Start by finding an "adventurous" gaming group interested in playing many different games. The thing about most gamers: we love discussing games as well as playing. As long as your group isn't obsessed with a particular game, different people with different interests and backgrounds will provide a game designer with a lot of material to think about after a play test. It doesn't even matter what kind of player they are: the hardcore gamers can help find ways to make your system robust by trying to break it. They more casual players can work as a fun compass telling you if the game is boring or not.

From your question I get that your biggest worry is people not wanting to play again after they try a flawed game. If you make it clear this is a play test, that the game can be improved and that you value their opinion they might even get invested in improving and suggesting new ideas for your game!

  • Is this something you've had experience with?
    – Pat Ludwig
    Feb 9, 2012 at 21:40
  • I refrained from mentioning personal experience since I'm not a professional game designer.
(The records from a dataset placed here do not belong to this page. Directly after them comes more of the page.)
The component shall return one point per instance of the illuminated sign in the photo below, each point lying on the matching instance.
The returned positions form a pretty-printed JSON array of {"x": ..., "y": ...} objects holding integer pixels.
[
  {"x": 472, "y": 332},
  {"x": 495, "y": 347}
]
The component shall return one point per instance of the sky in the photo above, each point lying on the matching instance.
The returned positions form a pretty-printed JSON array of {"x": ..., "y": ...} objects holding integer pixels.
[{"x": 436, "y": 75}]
Would it help?
    – rahzark
    Feb 10, 2012 at 0:24
  • Without personal experience as a game designer or a tester your answer would be just a guess. With the experience, then you're an expert sharing hard earned advice. I couldn't judge which this was, so I asked.
    – Pat Ludwig
    Feb 10, 2012 at 2:23

The best solution I've seen is to post a request for playtesters on the major boardgaming sites, ost notably, Boardgamegeek.com

  • This is certainly a good idea for beta testing - that is, if the game has undergone some refinements, has a rulebook that is clear and comprehensive, etc. For the first few plays, though, it's important to do it locally so that you're there to answer questions and clear up misconceptions in real time. Feb 10, 2012 at 2:23
  • No, it really isn't essential to be there even for alpha test. (I've done some alpha testing. You'll get to a suitable beta faster with blind alpha.)
    – aramis
    Feb 10, 2012 at 4:04
  • Really? I'd believe you could do it, but it's very surprising to me that a board game could actually be faster this way (unless it's because you have a larger pool). I admit I've never tried it, but it seems like you'd lose a lot of data from misunderstood rules for a game of any complexity. Even in published games, many a gamer needs to refer to an FAQ in the middle. How do you handle questions, or ensure that they were playing correctly? Feb 10, 2012 at 13:36
  • you can never "assure that they're playing correctly" in a blind test... but that's the point. What you can do in blind alpha is put a prototype in their hands with written rules, then revise those rules based upon what's going on in your own process. Alpha is usually about development; beta should be about clarity... but late alpha and early beta are practically indistinguishable... aside from the potential for major "WFT???" moments.